One tax resolution strategy is filing for bankruptcy. In bankruptcy, old tax debt in which the tax returns were filed on time may be eligible for discharge in chapter 7 and chapter 13 bankruptcy. However, there are certain requirements to qualify for both chapters. In chapter 7, an individual must generally have low income over the past 6 months, whereas in chapter 13 an individual must have sufficient ‘disposable income’ to make their chapter 13 plan payments.
To learn more about eliminating tax debt in bankruptcy call the Law Office of Jin Kim at (916) 299-9913 for a free consultation.
Eliminating Tax Debt In Bankruptcy
It’s a misconception that taxes can’t be discharged in bankruptcy. In fact, some taxes may be discharged in a bankruptcy proceeding provided that it passes the so-called five-prong test. The taxes that can be discharged will also depend on the type of bankruptcy proceeding that you’re applying for.
Requirements For Discharge
Unsecured debts are the most common type of debts discharged in bankruptcy proceedings. Tax debts are usually not included in the discharge unless the following requirements are met (the so-called five-prong test):
- The tax returns were filed more than two years before the filing of the bankruptcy petition.
- “240 Day Rule” – the IRS must have assessed the taxes at least 240 days before the bankruptcy petition was filed, or the IRS has not assessed taxes yet.

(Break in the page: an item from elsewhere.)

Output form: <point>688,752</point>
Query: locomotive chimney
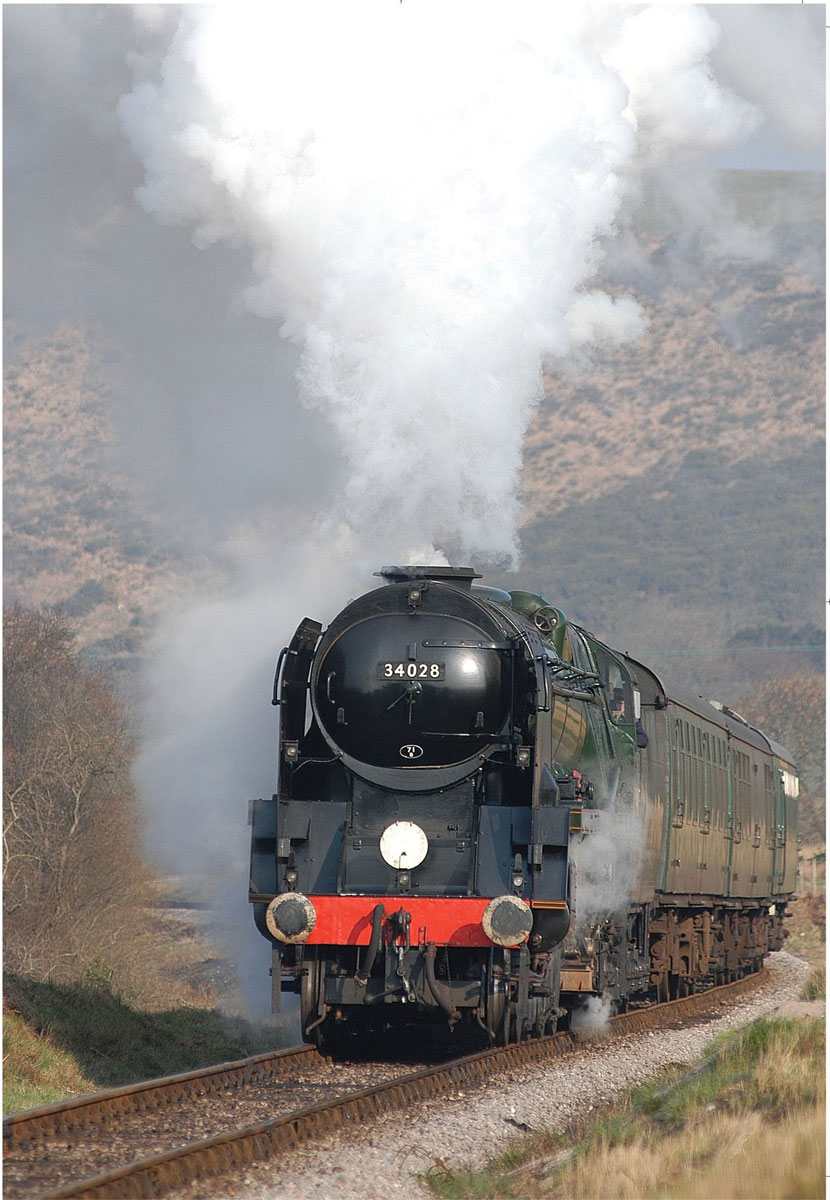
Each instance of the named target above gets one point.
<point>455,576</point>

- There is no tax lien yet
- The taxes must have been due more than three years ago
- The tax debt is not the result of fraud
For the three-year requirement, the counting of the period starts on the day when the tax return was due. Most tax returns are due on April 15th. If you’re filing for bankruptcy, only the taxes for 2017 will be qualified since they were due in 2018, which is three years ago.
The kind of bankruptcy you file for will also matter. If you’re filing for a Chapter 7 bankruptcy, only old income taxes will qualify for discharge as tax debt. If there’s a business involved you may be able to get some business taxes discharged; for those which aren’t dischargeable, an installment payment plan may be set up. For a Chapter 13 bankruptcy, you’re essentially repaying all or a percentage of your debt. You may get some of your tax debts discharged, or you may be allowed to choose another form of tax resolution such as an installment payment plan.